Phase 3 Scope of Work - ActivitySim/activitysim GitHub Wiki

Overview

Phase 3 of ActivitySim development is focused on improving the data pipelining procedures and implementing remaining sub-models in order to more easily add additional contributors to the effort. Once the core features of the system are in place, the plan is for a couple of the AMPO partner staff to assist in implementing the first release in 2018. This scope of work covers the first half of 2017. See the Phase 3 Amendment Scope of Work for work planned in the second half of 2017.

Table of Contents

Task 1: Project Management
Task 2: Data Pipelining
Task 3: Fix Random Number Sequences
Task 4: Logsums in Utility Functions
Task 5: At-Work Subtour Models
Task 6: Completing Phase 1 Models

Task 1: Project Management

The purpose of this first task is to manage the overall project, including invoicing and conference calls with the project team, and coordination with the AMPO agency partners. All deliverables, including meeting notes, software, tests, documentation, and issue tracking will be managed through GitHub. UrbanLabs will twice review project progress and QA/QC select project deliverables, as identified by the AMPO partners.

Deliverable(s): (Due 30 weeks from NTP)

  • Management of Bi-Weekly Meetings
  • Pre- and Post-Meeting Notes
  • Invoicing and Progress Reports
  • Client Coordination
  • QA/QC of Select Deliverables

Comments

  • ( Elizabeth ) User Definition / Restructure existing processes: Just reiterating my vote that this be a explicit task, possibly named "Design for User Effectiveness" or similar which would have subtasks to define user types and their needs and then restructure existing code to more effectively serve each of these users.
  • ( Elizabeth ) Agile Project Management Practices: As velocity on this project increases and potentially more developers become involved, I suggest that we start using true agile project management practices with users, user-stories, etc.
  • ( Elizabeth ) Management Plan and User Community Maintenance: At TRB we had discussed specific deliverables and budget associated with developing a management plan for the future and managing any pull requests/coordination/publicity with other users.
  • ( Elizabeth ) Add Additional Contributors: I agree that doubling Jeff's time makes sense as it wasn't too significant to begin with. However, one way to test usability/maintainability/extensibility is to have multiple contributors. @lmz suggested she would be interested in peeling off a task or two and I'm guessing other agency staff and potentially other consulting resources may be good to get involved.

top

Task 2: Data Pipelining

The goal of this task is to better manage the movement and transformation of data within ActivitySim through the development of a consistent, comprehensive, and efficient approach to data pipelining. Currently, ActivitySim uses Orca to define sub-model inputs and to setup and run the sub-models. The outputs of sub-models, which are often the inputs to later sub-models, are not explicitly defined and are simply stored in-memory and available if needed. Nothing, including fundamental outputs such as trip matrices, is currently written to disk.
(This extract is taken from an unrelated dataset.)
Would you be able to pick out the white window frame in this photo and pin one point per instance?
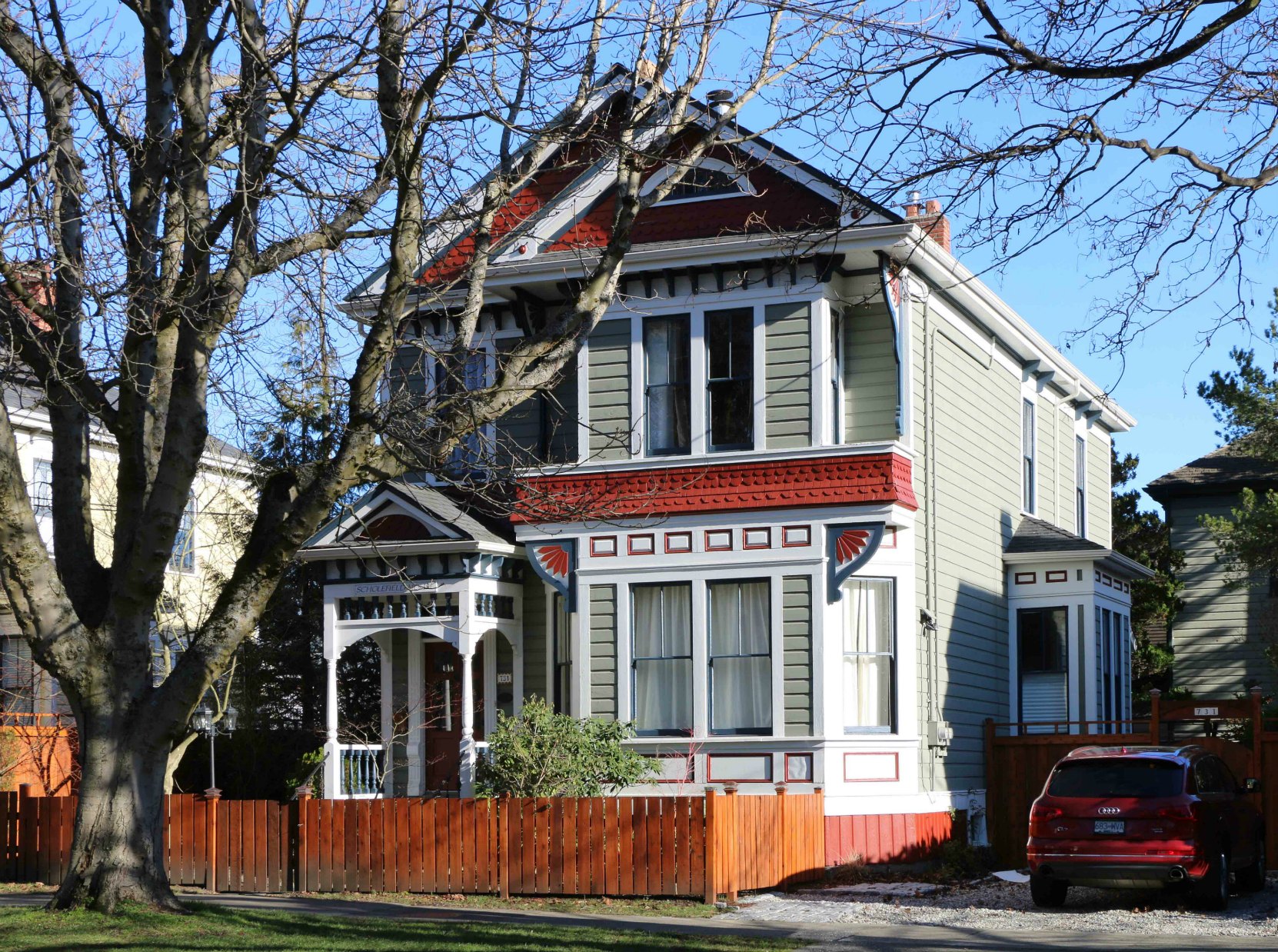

The purpose of this task to develop software to make the user interface for data inputs and outputs easier and to improve the orchestration of model setup and running. This will include the development of ActivitySim specific code for reading and writing data, getting and setting inputs and outputs of model steps, and the ability to (re)start and stop model runs midstream for debugging and testing. We will begin this task by evaluating alternatives to Orca, such as Luigi or Airflow, since restarting within a model run is likely required and Orca wasn't built with this in mind. We will then prototype data pipelining for the first couple of sub-models and share our findings with the AMPO partners. Upon selection of an approach, we will revise the example to use the new data pipelining framework, and the updated software will be described in the online documentation.

A note about multi-threading/processing. ActivitySim is currently single threaded and iterates through chunks of pandas table records when solving a model. It is planned to revise ActivitySim to concurrently operate on the chunks via multi-processing. This means creating cross-process-safe shared data structures, dispatching chunks of choosers to different Python processes, accumulating the results in a process-safe manner, and waiting for all the processes to complete before moving on. We will keep this approach to multi-threading/processing in mind when building the data pipelining procedures.

Deliverable(s): (Due 8 weeks from NTP)

  • Prototype Data Pipelining Procedures
  • Data Pipelining Procedures
  • Updated Example
  • Updated Documentation and Tests

Comments

  • We can continue to use orca's computed column capability even if we don't use orca as our overall data pipelining technology. It is fairly powerful and concise - but also potentially baffling to newcomers unversed in functional programming and dependency injection. We should compare that approach with a couple of alternatives to assess the tradeoffs between elegance and comprehensibility. (jwd)

  • (Daniels, Clint) This task implements a more well-documented transition flow between sub-models. In coordination with that, I would like to see a more detailed data dictionary and formatting considered here. I think that is what is meant by updating documentation, but I would like for it to be more clear.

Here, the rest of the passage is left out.